Recently, cardiac magnetic resonance22
and computer tomography23
have also been used to evaluate AVA. Previous small studies have also highlighted the use of 3D planimetry of the aortic valve in AS by transesophageal24,25
reconstruction and live transthoracic echocardiograms.26
Traditionally, the Gorlin-derived AVA has been used as a ‘gold standard’. However, the Gorlin-derived AVA also has inherent limitations.27,28
In clinical practice, to obtain the Gorlin equation derived area, it is difficult to place the catheter in the vena contracta as this is not visualized during catheterization and the jet displaces the catheter.
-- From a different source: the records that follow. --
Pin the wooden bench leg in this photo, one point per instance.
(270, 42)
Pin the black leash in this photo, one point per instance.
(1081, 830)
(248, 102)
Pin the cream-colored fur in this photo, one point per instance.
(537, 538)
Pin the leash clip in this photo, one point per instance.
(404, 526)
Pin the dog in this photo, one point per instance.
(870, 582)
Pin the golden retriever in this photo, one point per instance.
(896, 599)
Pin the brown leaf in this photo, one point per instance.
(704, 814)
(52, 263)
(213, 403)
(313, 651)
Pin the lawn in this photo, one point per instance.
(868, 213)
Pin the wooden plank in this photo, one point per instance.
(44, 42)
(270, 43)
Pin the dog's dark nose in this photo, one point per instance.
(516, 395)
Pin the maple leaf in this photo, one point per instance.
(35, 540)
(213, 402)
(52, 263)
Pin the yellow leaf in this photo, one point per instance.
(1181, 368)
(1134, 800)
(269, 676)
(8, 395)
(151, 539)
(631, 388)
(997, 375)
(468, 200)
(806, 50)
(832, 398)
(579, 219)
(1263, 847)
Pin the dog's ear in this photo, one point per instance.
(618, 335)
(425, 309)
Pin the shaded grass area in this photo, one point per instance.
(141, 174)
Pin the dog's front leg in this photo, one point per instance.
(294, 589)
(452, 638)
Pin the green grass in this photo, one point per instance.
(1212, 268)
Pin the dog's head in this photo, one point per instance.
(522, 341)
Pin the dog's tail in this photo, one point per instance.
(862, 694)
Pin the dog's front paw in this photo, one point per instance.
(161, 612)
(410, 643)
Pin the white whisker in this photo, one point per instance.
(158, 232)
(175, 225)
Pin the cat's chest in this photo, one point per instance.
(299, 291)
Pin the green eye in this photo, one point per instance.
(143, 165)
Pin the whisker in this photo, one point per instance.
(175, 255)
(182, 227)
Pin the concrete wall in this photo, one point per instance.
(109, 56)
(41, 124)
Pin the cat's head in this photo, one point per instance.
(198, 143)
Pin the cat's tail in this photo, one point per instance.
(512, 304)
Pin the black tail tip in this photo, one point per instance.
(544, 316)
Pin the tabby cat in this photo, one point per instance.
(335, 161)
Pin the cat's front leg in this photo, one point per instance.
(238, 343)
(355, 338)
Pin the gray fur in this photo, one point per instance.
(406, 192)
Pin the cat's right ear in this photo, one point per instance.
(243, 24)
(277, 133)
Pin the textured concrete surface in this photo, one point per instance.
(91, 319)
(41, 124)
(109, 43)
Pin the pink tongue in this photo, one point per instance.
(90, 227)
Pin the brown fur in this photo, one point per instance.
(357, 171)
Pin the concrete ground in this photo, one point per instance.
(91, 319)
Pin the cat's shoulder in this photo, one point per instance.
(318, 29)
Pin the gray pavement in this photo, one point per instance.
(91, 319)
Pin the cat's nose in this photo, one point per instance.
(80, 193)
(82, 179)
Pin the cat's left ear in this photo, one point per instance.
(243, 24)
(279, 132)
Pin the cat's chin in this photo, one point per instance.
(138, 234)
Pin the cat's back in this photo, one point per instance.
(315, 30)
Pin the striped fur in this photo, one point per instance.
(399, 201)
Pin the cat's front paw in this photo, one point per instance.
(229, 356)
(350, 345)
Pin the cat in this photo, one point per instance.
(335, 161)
Consequently, catheter pressures are limited by measurements in the ascending aorta after pressure recovery has occurred.28
It is expected that continuity equation derived effective AVA will be smaller than AVA by planimetry because of the contraction phenomenon. At the same time, effective orifice area may be dynamic during the cardiac cycle and changes in effective orifice area may be flow-related.29
This is demonstrated to be related mainly to the formation of vortices at low flow rates which can result in an even smaller effective area.30,31
Indeed, beyond planimetered orifice area, other factors such as valve shape32
may be important in determining impact of AS on patient haemodynamics.
Though 3D acquisitions are real-time, off-line SV computation and cropping for 3D full volume are still necessary. However, these processes are not lengthy and do not require extensive experience. High flow velocities over the Nyquist limit may result in inaccurate flow-volume computation. This can be compensated by baseline shift of the velocities to incorporate aliased velocities into the flow profile. In addition, one can adjust the tissue colour Doppler display priority so that colour Doppler signals fill the LVOT without excessive bleeding into the tissue. Inter-observer and intra-observer variability from our results showed reasonable consistency in this study.
In our animal validation model, balloon inflation of the upper septum to simulate USH may result in ‘non-physiologic’ shapes of the septum. However, it achieved our aim of distorting the upper septum and allowed variable changes in LVOT geometry.
In our clinical studies, we have included patients with irregular cardiac rhythm such as atrial fibrillation. This constituted a small subgroup of studies (6%) and does not predict discrepancies between 2D and 3D quantification. RT3DE cropping method to assess AVA by planimetry may have limited applications as some of the aortic valves are heavily calcified and hence have limited resolution of the valve orifice. AVA determination using cardiac magnetic resonance or computed tomography may be employed to obtain an independent parameter. However, these are not validated and have similar limitations.
It can be difficult to align planimetry plane to the narrowest aortic valve orifice using transesophageal echocardiograms. Since we analysed a wide range of aortic valve stenosis, only a proportion of patients underwent aortic valve replacement subsequently. Surgical correlation was therefore not available though this in itself may not be optimal since surgical specimens will be friable and may not represent the real-life opening of the valve subjected to haemodynamic stress. Indeed, a significant limitation of this study is the absence of an optimal gold standard.